Met het van kracht worden van het Besluit ‘Houders van dieren’ werd duidelijk, dat de positie van de hobby-dierhouder onder druk komt te staan vanwege de wijze waarop het begrip ‘bedrijfsmatigheid’ wordt ingevuld. Bij de formuleringen, zoals die op de website van de RvO worden gebruikt, kan in principe elke dierhouder als bedrijfsmatig worden aangemerkt.
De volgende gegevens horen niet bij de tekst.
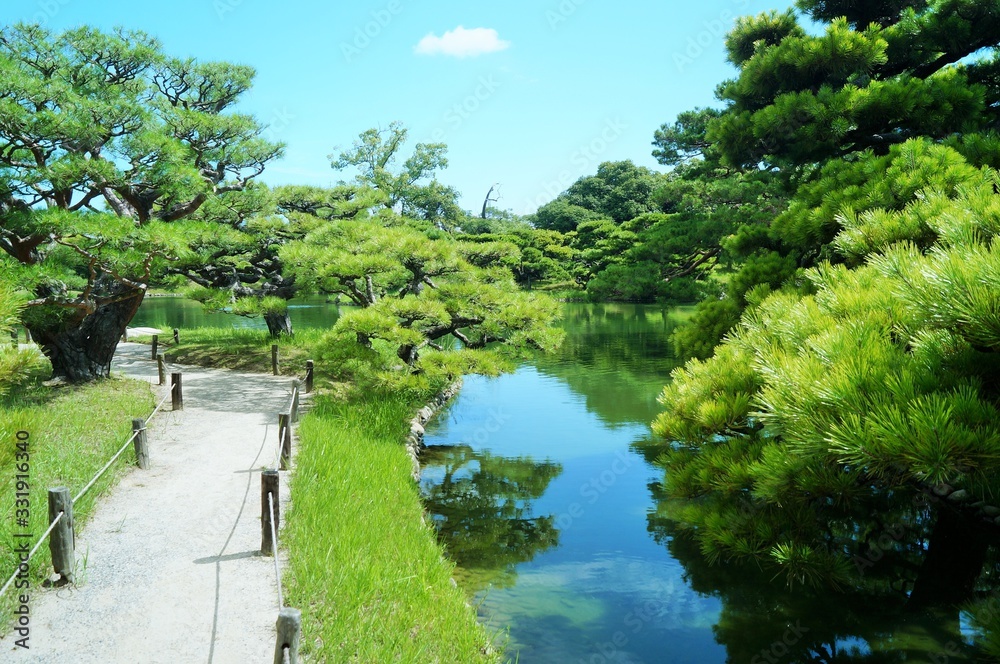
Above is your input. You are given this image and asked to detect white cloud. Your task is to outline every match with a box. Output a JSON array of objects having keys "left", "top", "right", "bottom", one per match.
[{"left": 414, "top": 26, "right": 510, "bottom": 58}]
Hij wordt dan gedwongen bij de rechter aan te tonen dat er geen sprake is van bedrijfsmatige activiteiten, dat het enkel en alleen om een hobby gaat.

Om te voorkomen dat dierhouders onnodig in de problemen komen en om namens de hobby-dierhouders de juridische uitgangspunten te ordenen hebben we de Projectgroep Bedrijfsmatigheid ingesteld. Het verslag van dit overleg de Startnotitie bedrijfsmatigheid hebben we aan EZ voorgelegd.

Op 10 juni 2016 hebben we een brief ontvangen van het ministerie van EZ waaruit blijkt dat men onze suggesties met betrekking tot het meer helder formuleren van de criteria over het bedrijfsmatig houden van dieren niet wenst over te nemen. Het ministerie zegt begrip te hebben voor de wens van het PVH, maar men wenst op voorhand geen dierhouders uit te sluiten van een beoordeling of ze wel of niet onder het besluit houders van dieren vallen. De brancheorganisatie Dibevo die soortgelijke problemen voorzag als het PVH, heeft een soortgelijk antwoord gekregen.

Kortom, de rechtsonzekerheid blijft bestaan. Het bestuur van het PVH heeft daarom besloten dat alle dierhouders wiens organisatie is aangesloten bij de SectorOrganisatie van het PVH kunnen rekenen op juridische ondersteuning van onze gespecialiseerde juriste. Mocht onze juriste na onderzoek tot de conclusie komen dat er wel sprake is van bedrijfsmatigheid, dan blijft die juridische bijstand beperkt tot een advies. In andere gevallen strekt de juridische bijstand zich het bijstaan in juridische procedures en rechtsgedingen.